In piena trasformazione della governance degli enti previdenziali, su cui per altro il governo intende velocizzare, come ribadito ulteriormente pure in questi giorni, appare meno probabile una scelta più tecnica. Quale sarebbe il ricorso a un manager come Massimo Sarmi, il cui nome è stato fatto anche per la presidenza di Telecom e che comunque è impegnato nella partita Poste-Alitalia, o anche il ricorso alla promozione di una risorsa interna, come quella del direttore generale Mauro Nori. Antonio Mastrapasqua era presidente dell’Inps dal luglio 2008. Il suo incarico era stato rinnovato dal decreto legge Salva-Italia fino al 31 dicembre 2014 per guidare la fusione in Inps di Inpdap ed Enpals (soppressi dallo stesso decreto). La nomina a presidente dell’Inps segue l’incarico di consigliere di amministrazione per i precedenti quattro anni (2004-2008).

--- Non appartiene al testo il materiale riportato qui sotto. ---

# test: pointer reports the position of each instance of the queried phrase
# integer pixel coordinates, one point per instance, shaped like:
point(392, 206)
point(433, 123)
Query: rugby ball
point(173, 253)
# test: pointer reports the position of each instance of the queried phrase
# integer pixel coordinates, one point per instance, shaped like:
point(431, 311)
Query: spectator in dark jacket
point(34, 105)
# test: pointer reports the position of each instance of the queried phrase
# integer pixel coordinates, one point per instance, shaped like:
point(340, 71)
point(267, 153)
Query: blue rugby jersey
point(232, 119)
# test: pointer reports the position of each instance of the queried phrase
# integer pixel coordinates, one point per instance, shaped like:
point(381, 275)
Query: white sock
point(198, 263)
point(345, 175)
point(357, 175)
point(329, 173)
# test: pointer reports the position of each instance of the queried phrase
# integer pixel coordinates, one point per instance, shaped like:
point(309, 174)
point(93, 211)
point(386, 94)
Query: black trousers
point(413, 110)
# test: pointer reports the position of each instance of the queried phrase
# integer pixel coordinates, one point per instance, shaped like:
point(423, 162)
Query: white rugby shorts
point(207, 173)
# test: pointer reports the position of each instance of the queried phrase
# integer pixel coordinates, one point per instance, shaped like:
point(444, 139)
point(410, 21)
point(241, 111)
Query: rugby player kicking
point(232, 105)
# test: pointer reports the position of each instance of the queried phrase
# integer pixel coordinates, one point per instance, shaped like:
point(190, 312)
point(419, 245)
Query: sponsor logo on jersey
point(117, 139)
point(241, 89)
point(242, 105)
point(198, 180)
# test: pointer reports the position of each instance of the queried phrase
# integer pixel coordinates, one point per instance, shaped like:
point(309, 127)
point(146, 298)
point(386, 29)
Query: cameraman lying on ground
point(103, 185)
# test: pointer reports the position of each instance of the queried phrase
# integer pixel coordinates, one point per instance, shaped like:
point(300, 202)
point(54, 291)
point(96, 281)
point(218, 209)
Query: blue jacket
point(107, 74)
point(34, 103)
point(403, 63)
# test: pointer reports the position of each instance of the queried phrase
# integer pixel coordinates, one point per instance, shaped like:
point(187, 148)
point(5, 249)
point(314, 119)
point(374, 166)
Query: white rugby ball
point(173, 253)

Dal luglio al dicembre 2008 è stato commissario straordinario del Consiglio di indirizzo e vigilanza (Civ) dell’Inps. Per poco più di un anno (ottobre 2008 – novembre 2009) è stato presidente del Comitato di settore degli Enti pubblici non economici (Epne). Rappresenta l’Inps nella partecipata Equitalia, come vicepresidente, ed è arrivato a ricoprire fino a 25 incarichi in aziende pubbliche e private, tra cui quello di direttore generale dell’Ospedale israelitico di Roma. Classe 1959, sposato, padre di un figlio. E’ stato definito ”un manager privato in prestito alla Pubblica Amministrazione”. Ha conseguito la laurea in Economia e commercio presso l’Università degli studi di Roma ‘La Sapienza’. E’ titolare dello Studio Mastrapasqua di Roma ed è iscritto all’Ordine dei Dottori Commercialisti di Roma, al Registro dei Revisori Contabili e all’Ordine Nazionale dei Giornalisti Pubblicisti. Ha svolto per gruppi industriali e di servizi interventi di risanamento aziendale seguendo gli aspetti finanziari, organizzativi e societari. Nel corso dell’attività professionale ha effettuato lavori di revisione, di natura contabile e fiscale e ha svolto consulenza di carattere tributario e societario nei confronti di aziende industriali o di servizi, di società ed enti pubblici e privati.